On 2017-08-17 11:09, Russell King - ARM Linux wrote:
> On Fri, Aug 11, 2017 at 11:16:20AM +0200, Linus Walleij wrote:
>> writel() should be guaranteeing that the values hit the hardware, 
>> wmb() is
>> spelled out "write memory barrier" I don't see what you're after here.
> 
> Incorrect.  writel() has a barrier which ensures that data written to
> memory (eg, dma coherent memory) is visible to the hardware prior to
> the write hitting the hardware.
> 
> There is no barrier to ensure that the write hits the hardware in a
> timely manner - the write can be buffered by the buses, which will
> delay it before it hits its destination.
> 
> PCI particularly buffers MMIO writes, and the requirement there has
> always been that if you need the write to hit the hardware in a timely
> fashion, you must perform a read-back to force the bus to deliver the
> write (since a read is not allowed to overlap a write.)
> 
> The solution is never to use barrier() - barrier() is a _compiler_
> barrier and does nothing for posted writes on hardware buses.

Thanks for clarification.
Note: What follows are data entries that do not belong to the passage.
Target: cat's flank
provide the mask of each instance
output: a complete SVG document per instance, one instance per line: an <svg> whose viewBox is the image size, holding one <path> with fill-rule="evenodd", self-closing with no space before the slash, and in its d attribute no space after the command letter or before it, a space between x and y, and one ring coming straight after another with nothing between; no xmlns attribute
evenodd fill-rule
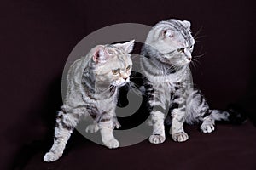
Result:
<svg viewBox="0 0 256 170"><path fill-rule="evenodd" d="M54 162L62 156L73 128L84 116L95 121L86 131L100 130L107 147L119 146L113 134L113 129L119 127L115 116L117 92L119 87L130 81L132 62L129 53L133 45L134 41L98 45L71 65L66 98L56 119L54 144L44 156L45 162Z"/></svg>
<svg viewBox="0 0 256 170"><path fill-rule="evenodd" d="M240 116L231 114L231 110L209 109L201 91L191 86L189 64L195 40L189 30L189 21L160 21L148 32L142 49L141 66L147 77L146 94L152 109L153 134L149 141L153 144L166 139L165 118L172 124L170 134L173 140L183 142L189 139L183 130L184 122L201 122L201 132L212 133L215 121L230 121Z"/></svg>

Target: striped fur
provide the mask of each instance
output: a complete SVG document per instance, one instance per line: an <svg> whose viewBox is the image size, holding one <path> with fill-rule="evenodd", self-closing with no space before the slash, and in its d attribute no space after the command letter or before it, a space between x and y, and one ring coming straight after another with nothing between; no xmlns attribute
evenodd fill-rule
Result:
<svg viewBox="0 0 256 170"><path fill-rule="evenodd" d="M152 109L149 141L153 144L165 141L165 120L172 124L173 140L183 142L189 139L183 129L185 122L201 122L201 130L211 133L215 121L227 121L230 116L226 111L210 110L201 91L191 84L189 64L195 40L189 29L189 21L160 21L148 32L143 47L141 66L147 77L146 95Z"/></svg>
<svg viewBox="0 0 256 170"><path fill-rule="evenodd" d="M99 45L71 65L64 105L57 115L54 144L44 157L45 162L54 162L62 156L73 128L81 117L87 116L95 123L86 131L100 130L107 147L119 147L113 135L113 129L120 126L115 116L117 92L130 81L132 63L129 53L133 45L134 41Z"/></svg>

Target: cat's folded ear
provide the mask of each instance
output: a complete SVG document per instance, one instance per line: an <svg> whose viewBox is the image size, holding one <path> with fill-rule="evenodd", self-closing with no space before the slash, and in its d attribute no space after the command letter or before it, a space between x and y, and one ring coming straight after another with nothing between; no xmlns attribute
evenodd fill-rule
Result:
<svg viewBox="0 0 256 170"><path fill-rule="evenodd" d="M185 28L187 28L188 30L190 30L191 23L189 21L183 20L182 23L185 26Z"/></svg>
<svg viewBox="0 0 256 170"><path fill-rule="evenodd" d="M134 41L135 40L131 40L125 43L116 43L116 44L113 44L113 46L123 49L125 53L131 53L133 49Z"/></svg>
<svg viewBox="0 0 256 170"><path fill-rule="evenodd" d="M105 63L108 58L109 57L108 54L104 48L104 46L102 45L98 45L95 47L92 54L92 60L96 63Z"/></svg>
<svg viewBox="0 0 256 170"><path fill-rule="evenodd" d="M174 31L171 29L164 29L162 30L160 36L165 37L174 37Z"/></svg>

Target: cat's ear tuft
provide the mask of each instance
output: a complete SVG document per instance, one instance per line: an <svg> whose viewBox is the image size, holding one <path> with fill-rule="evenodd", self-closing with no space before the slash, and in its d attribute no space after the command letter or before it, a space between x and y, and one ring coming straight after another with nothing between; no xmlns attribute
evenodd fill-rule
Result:
<svg viewBox="0 0 256 170"><path fill-rule="evenodd" d="M125 43L116 43L116 44L113 44L113 46L123 49L125 53L131 53L133 49L134 42L135 42L135 40L131 40Z"/></svg>
<svg viewBox="0 0 256 170"><path fill-rule="evenodd" d="M105 63L107 59L108 58L108 54L106 52L106 49L103 46L99 45L95 48L93 52L92 60L96 63Z"/></svg>
<svg viewBox="0 0 256 170"><path fill-rule="evenodd" d="M174 31L170 30L170 29L163 30L162 31L162 35L163 35L164 37L174 37Z"/></svg>
<svg viewBox="0 0 256 170"><path fill-rule="evenodd" d="M188 20L183 20L183 25L188 29L188 30L190 30L190 26L191 26L191 23Z"/></svg>

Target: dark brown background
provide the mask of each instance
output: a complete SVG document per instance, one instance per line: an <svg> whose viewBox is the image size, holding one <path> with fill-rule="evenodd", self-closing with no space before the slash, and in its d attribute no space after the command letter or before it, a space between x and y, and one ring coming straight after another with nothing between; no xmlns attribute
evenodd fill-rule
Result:
<svg viewBox="0 0 256 170"><path fill-rule="evenodd" d="M241 128L219 125L219 131L209 135L192 127L189 128L191 139L182 144L168 139L162 145L144 141L110 151L75 133L62 160L53 164L42 162L52 142L55 114L61 105L61 72L69 53L89 33L117 23L154 26L159 20L177 18L190 20L194 34L201 28L194 54L206 54L193 70L195 83L212 107L223 109L235 103L255 122L253 0L4 0L0 7L0 169L105 166L113 169L256 169L253 162L256 133L249 122ZM236 130L243 141L251 143L230 143L240 141ZM228 139L222 139L224 136ZM236 150L237 144L244 147ZM192 158L195 161L189 162Z"/></svg>

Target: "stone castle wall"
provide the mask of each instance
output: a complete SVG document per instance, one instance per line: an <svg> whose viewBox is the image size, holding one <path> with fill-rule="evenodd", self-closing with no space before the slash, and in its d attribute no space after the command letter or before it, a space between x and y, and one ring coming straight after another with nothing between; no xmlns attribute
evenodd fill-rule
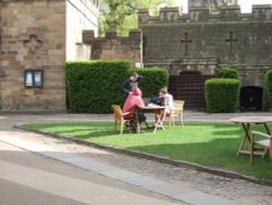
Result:
<svg viewBox="0 0 272 205"><path fill-rule="evenodd" d="M0 0L0 111L65 111L65 62L89 59L82 31L97 16L97 0ZM25 70L44 87L26 88Z"/></svg>
<svg viewBox="0 0 272 205"><path fill-rule="evenodd" d="M118 37L116 32L108 32L103 38L96 38L94 31L84 31L83 43L91 46L92 60L129 60L133 68L141 62L140 31L131 31L128 37Z"/></svg>
<svg viewBox="0 0 272 205"><path fill-rule="evenodd" d="M263 73L272 69L272 5L254 5L251 14L236 5L221 7L217 15L208 8L183 15L177 8L162 9L160 16L141 10L139 28L144 63L171 68L172 74L213 74L222 65L234 65L244 85L263 86Z"/></svg>
<svg viewBox="0 0 272 205"><path fill-rule="evenodd" d="M0 1L1 111L64 111L65 1ZM44 88L25 88L24 71L44 70Z"/></svg>
<svg viewBox="0 0 272 205"><path fill-rule="evenodd" d="M98 34L98 1L66 0L66 60L89 60L90 47L82 44L84 29Z"/></svg>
I thought I just need a wmb() to make sure 
writel()
can not be reordered with another store operation. I wasn't aware that 
writel()
is defined to guarantee this on every arch.

That having the correct execution order is not enough on some buses 
because
of buffering is really something to be aware of, thanks again for 
pointing
this out.

So for the scenario I was concerned about I would expect the irqchip 
driver
guarantees the write actually hits the the hardware (if necessary read 
it
back) before the function (disable_irq_nosync()) returns, is that 
correct?
Though, having the need should be very unlikely.